I must have drifted away somehow, far from the boat and Jas and Pete and Belle. The current carried me back to shore. That’s why I was shouting for them in my sleep, begging to go back and find them.
I sit up quickly, so fast that it startles Mary, who backs away from me, her hands out in front of her as though she thinks I might hurt her. But instead I stand. My broken bones shoot pain through my body defiantly and my legs wobble underneath me, as though the muscles have forgotten how to hold me up. I wonder just how long I was lying in that bed.
“Where are my clothes?” I ask, looking not at Mary but at my parents. “Come on,” I plead. “We have to go. They haven’t even looked for them. They might be alive.” Surely my parents at least will spring into action once they understand: a boat is missing with four people on it. Send out the Coast Guard, search and rescue, the National Guard, whoever takes over at times like this.
But my parents avoid my gaze, and I don’t see Mary press the little yellow button she wears tucked into the waistband of her pants. Later, I’ll learn that it’s called a panic button. Today, I just learn that when she presses it, people much stronger than I am enter the room and force me back into the bed.

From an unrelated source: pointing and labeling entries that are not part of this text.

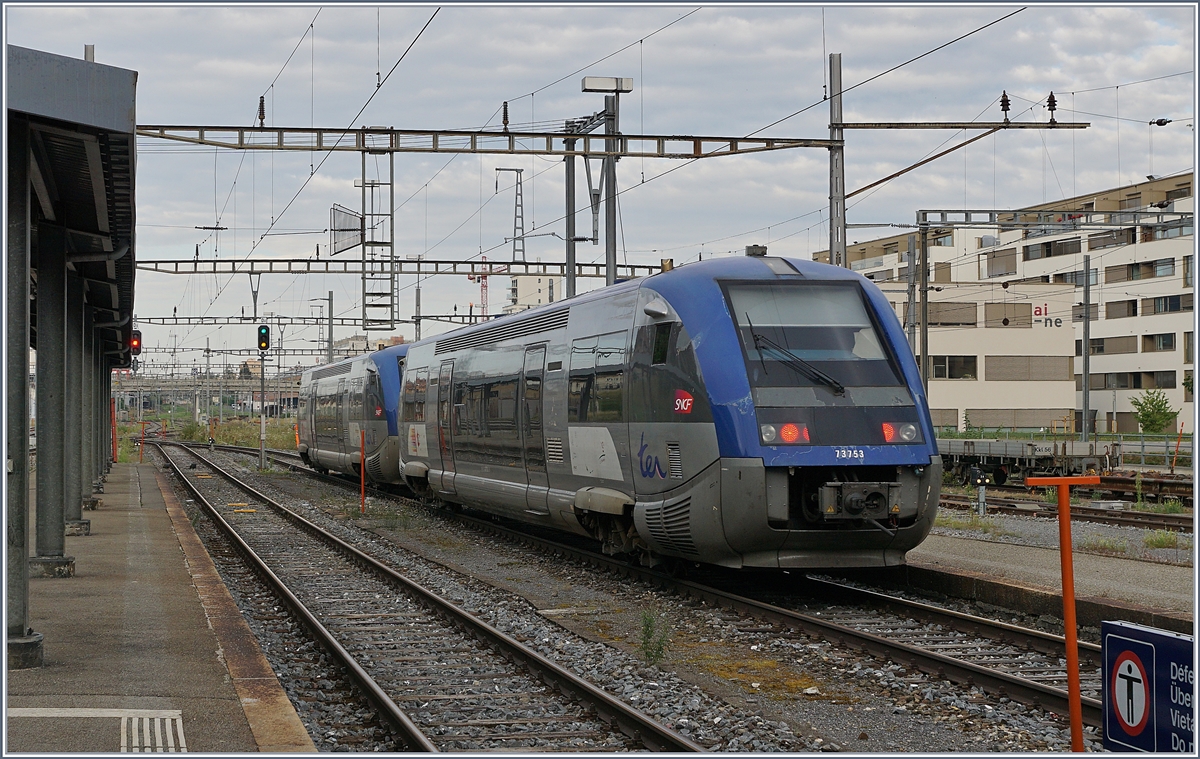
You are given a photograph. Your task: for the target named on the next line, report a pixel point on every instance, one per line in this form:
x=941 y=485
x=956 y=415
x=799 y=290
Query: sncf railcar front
x=825 y=448
x=348 y=405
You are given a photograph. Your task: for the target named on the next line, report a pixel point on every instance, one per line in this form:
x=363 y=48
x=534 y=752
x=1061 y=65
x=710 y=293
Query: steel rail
x=631 y=722
x=928 y=662
x=388 y=709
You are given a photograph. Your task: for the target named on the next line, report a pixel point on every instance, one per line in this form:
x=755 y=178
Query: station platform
x=1146 y=592
x=144 y=649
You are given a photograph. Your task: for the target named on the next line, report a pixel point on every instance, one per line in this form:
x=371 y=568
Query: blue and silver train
x=744 y=412
x=347 y=414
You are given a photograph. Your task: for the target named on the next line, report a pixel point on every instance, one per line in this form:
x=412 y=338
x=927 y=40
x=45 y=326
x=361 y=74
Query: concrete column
x=76 y=412
x=52 y=449
x=24 y=645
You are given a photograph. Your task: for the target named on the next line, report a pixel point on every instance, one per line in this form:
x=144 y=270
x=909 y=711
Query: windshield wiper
x=795 y=363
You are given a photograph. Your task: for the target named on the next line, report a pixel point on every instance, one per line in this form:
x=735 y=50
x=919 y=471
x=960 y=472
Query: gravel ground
x=719 y=680
x=1085 y=537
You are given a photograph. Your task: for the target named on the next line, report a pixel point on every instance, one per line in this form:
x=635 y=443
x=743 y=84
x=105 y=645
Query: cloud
x=727 y=70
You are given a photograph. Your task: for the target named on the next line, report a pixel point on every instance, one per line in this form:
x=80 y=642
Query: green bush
x=655 y=637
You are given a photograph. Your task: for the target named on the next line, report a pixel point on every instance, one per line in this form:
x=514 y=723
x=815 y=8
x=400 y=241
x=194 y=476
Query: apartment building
x=1141 y=250
x=1000 y=357
x=528 y=291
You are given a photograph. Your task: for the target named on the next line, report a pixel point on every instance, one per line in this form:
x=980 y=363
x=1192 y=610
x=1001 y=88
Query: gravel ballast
x=719 y=681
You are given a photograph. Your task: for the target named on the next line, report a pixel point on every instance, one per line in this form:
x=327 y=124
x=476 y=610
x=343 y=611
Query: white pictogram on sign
x=1131 y=693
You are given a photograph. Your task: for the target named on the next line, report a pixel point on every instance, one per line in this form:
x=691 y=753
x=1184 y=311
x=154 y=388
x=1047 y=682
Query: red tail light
x=792 y=432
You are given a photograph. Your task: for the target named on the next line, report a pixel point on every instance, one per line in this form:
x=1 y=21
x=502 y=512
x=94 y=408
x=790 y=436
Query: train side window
x=607 y=393
x=664 y=375
x=579 y=395
x=415 y=386
x=595 y=392
x=357 y=399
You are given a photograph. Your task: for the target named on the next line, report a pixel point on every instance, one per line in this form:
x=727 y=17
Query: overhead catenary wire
x=330 y=151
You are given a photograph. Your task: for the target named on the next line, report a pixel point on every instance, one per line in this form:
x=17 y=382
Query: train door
x=533 y=430
x=445 y=422
x=341 y=429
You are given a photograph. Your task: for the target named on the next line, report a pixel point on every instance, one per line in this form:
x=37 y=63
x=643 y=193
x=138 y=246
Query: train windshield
x=807 y=334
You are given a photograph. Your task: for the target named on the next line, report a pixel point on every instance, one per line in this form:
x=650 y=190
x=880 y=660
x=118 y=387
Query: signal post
x=264 y=344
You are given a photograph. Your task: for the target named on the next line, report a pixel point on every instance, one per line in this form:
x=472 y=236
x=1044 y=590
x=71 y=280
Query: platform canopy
x=82 y=124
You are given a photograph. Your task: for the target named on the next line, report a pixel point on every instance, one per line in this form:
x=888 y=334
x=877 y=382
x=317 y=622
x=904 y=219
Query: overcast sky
x=696 y=70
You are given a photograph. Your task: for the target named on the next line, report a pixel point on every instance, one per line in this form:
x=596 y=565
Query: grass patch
x=1167 y=506
x=1105 y=545
x=655 y=637
x=772 y=679
x=1165 y=538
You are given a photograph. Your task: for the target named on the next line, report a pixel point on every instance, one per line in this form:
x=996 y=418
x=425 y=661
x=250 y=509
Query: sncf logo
x=683 y=402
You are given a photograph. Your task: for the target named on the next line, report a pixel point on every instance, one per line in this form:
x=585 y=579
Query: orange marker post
x=1068 y=597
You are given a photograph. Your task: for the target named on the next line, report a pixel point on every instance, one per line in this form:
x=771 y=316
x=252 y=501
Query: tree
x=1153 y=411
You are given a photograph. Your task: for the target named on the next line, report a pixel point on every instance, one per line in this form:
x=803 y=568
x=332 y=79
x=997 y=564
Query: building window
x=954 y=366
x=1145 y=270
x=1077 y=278
x=997 y=263
x=1065 y=247
x=1038 y=250
x=1120 y=309
x=1008 y=315
x=947 y=314
x=1122 y=381
x=1109 y=346
x=1167 y=304
x=1027 y=368
x=1157 y=344
x=1109 y=239
x=1163 y=380
x=1181 y=227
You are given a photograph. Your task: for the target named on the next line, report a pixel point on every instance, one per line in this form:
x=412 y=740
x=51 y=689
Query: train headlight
x=899 y=432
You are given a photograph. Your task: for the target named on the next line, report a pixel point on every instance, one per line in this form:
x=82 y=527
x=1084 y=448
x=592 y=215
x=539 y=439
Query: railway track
x=1121 y=518
x=439 y=676
x=1003 y=659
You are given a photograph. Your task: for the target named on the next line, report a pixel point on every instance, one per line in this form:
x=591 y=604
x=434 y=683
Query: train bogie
x=347 y=416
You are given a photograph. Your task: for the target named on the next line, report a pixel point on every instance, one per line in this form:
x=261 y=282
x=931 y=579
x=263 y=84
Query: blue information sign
x=1149 y=689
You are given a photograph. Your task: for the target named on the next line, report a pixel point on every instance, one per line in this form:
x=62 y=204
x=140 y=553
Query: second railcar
x=348 y=402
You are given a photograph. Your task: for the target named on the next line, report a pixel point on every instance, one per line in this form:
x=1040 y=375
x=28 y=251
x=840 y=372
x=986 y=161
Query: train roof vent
x=781 y=266
x=331 y=371
x=490 y=335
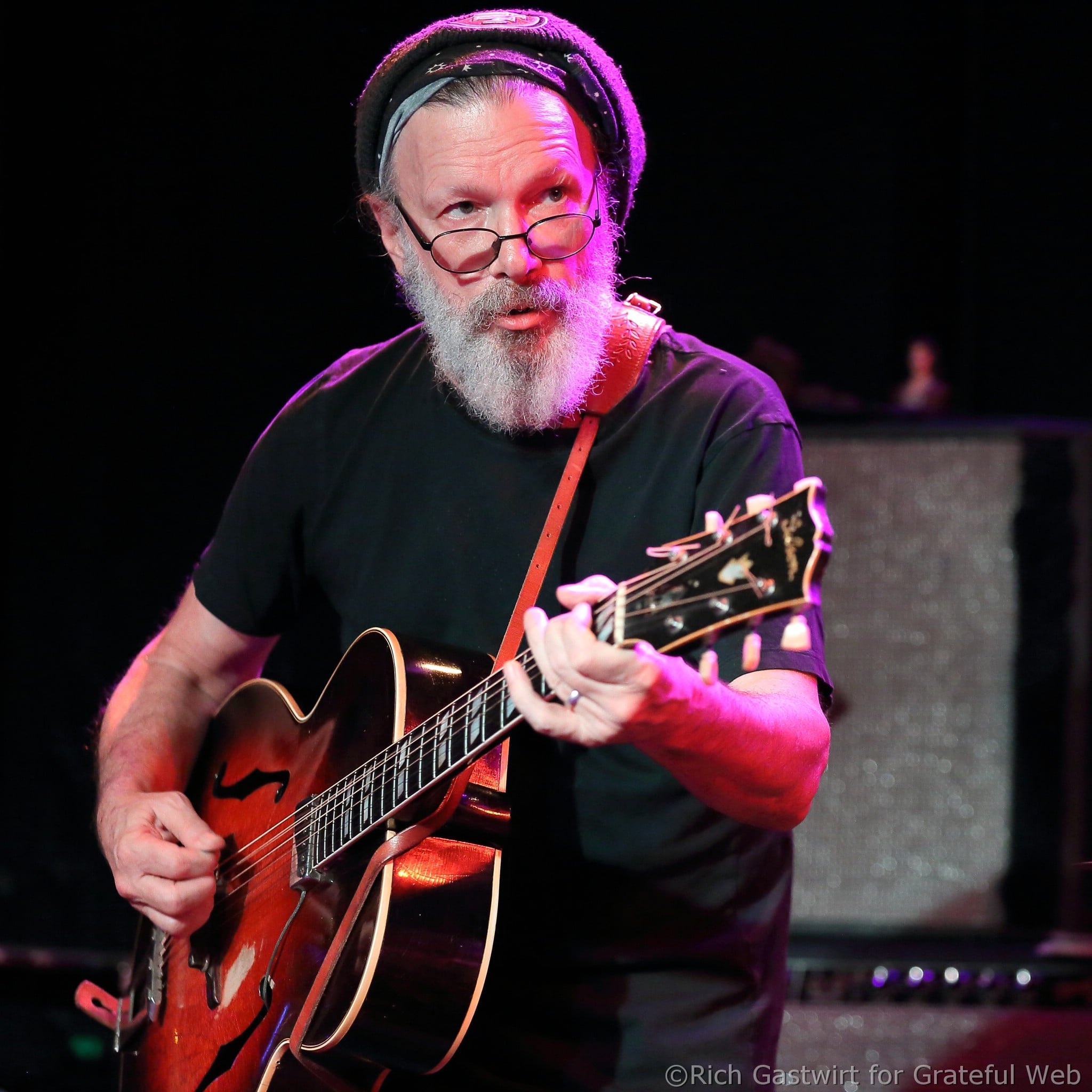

I struggle at first. I call for Belle; she’d be strong enough to escape these guys, even with the gash in her leg. I shout the word Kensington, the word Pete, the words Witch Tree. I try to shout Jas’s name, but the word gets caught behind the lump in my throat, choking me. By the time they’re tying the restraints around my wrists again, I’ve lost the strength to fight anymore.
Finally, I ask, “What do you mean, something like nightmares?”
Mary doesn’t blink, doesn’t break eye contact for a second, before she says the word hallucinations.
Where the restraints touch my wrists, my skin burns like it’s on fire.